You only want to pay down your mortgage if it's going to benefit you and secure a better rate. To figure out whether it will, make sure you know:

  • How much of a down payment you want to pay
  • How long you want your mortgage term to be
  • What interest rate you're aiming for
  • What monthly payments you can afford

Once you have an idea of what your ideal is, you'll be better prepared to know if buying down is a good option when you shop for your best rate.

Do you have enough in emergency savings?

Buying down your payment is probably not a good choice if you don't have a solid emergency fund saved for unexpected expenses. Experts generally recommend an emergency fund have three to six months' living expenses stored somewhere accessible, like a high-yield savings account. If paying down your mortgage decimates your savings and leaves you without a safety net, you'll never be in the black. 

Is there a way to reduce closing costs?

Oftentimes, says Gage, the seller can assist with closing costs and help the buyer offset the cost of the point.
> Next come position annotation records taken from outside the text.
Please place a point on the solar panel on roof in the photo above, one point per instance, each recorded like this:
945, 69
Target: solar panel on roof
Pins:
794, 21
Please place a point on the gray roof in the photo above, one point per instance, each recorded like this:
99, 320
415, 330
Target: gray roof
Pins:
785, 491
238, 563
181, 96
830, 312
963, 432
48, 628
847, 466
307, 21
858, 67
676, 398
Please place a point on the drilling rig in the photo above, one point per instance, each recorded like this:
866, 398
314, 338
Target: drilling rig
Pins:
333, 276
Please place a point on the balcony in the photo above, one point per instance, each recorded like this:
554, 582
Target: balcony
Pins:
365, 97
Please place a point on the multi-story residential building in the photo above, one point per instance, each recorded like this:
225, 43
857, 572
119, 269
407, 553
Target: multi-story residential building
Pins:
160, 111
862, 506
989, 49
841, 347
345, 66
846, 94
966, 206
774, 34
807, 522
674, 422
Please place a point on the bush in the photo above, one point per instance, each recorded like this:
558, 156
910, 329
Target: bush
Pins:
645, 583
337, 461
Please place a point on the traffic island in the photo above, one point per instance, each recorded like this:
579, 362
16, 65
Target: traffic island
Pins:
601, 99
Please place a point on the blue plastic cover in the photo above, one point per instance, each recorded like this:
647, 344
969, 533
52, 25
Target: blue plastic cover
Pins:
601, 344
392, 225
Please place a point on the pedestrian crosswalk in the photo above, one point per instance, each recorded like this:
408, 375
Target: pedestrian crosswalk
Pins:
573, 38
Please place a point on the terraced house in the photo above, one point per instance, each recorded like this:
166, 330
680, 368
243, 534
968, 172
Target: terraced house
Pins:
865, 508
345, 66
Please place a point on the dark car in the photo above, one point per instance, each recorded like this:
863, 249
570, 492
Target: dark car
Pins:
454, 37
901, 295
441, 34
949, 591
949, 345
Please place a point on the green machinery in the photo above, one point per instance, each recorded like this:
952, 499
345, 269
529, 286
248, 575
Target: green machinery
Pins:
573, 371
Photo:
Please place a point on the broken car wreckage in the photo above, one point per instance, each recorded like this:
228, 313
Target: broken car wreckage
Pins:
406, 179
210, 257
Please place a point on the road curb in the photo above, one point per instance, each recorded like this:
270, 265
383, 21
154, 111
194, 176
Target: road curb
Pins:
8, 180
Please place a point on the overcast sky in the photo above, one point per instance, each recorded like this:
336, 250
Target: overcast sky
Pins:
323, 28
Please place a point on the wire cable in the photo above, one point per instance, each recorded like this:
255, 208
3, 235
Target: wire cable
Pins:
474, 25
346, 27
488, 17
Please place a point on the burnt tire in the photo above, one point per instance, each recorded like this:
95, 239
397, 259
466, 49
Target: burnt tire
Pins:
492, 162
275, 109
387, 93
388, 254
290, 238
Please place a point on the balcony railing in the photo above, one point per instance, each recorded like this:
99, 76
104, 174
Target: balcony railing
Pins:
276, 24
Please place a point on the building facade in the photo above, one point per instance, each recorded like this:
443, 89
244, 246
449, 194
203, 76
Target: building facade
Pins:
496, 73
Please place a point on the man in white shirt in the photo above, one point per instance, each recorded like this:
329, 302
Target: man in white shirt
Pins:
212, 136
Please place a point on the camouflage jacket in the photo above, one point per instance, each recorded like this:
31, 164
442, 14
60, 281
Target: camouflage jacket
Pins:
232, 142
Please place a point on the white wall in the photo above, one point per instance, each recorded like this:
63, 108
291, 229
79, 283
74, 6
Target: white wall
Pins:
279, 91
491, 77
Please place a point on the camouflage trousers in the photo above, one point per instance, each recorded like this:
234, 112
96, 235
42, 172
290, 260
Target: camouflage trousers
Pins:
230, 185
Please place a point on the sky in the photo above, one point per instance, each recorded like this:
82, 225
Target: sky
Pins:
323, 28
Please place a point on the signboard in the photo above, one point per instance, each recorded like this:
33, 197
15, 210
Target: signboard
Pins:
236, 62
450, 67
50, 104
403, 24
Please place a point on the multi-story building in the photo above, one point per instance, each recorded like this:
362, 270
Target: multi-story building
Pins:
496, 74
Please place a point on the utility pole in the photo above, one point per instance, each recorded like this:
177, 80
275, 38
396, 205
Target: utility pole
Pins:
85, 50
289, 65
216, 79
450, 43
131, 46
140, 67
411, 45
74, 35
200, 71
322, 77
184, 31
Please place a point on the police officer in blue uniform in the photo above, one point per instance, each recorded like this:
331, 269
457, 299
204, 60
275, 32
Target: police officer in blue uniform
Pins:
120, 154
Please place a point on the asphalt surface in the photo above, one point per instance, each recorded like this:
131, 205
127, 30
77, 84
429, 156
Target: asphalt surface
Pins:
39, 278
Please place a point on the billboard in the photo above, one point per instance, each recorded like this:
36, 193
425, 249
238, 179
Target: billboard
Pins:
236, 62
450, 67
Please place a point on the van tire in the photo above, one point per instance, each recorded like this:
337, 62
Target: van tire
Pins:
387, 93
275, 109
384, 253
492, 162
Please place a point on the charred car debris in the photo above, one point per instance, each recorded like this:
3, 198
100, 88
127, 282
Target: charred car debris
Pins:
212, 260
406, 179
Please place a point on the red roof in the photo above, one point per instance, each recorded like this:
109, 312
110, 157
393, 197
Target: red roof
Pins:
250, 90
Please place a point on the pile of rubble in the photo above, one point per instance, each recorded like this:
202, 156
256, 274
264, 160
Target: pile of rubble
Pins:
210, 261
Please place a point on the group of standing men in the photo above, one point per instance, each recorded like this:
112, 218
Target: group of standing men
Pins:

You may want to speak with your realtor and your attorney (if you're in a state that requires one) about where the seller might be able (and willing) to pitch in.

There is a lot to consider when shopping for a mortgage. Whether you want to buy down your rate or not, Gage says that communication between the borrower, the lender, the realtor, and the seller is hands-down the best way to make home-buying go smoothly.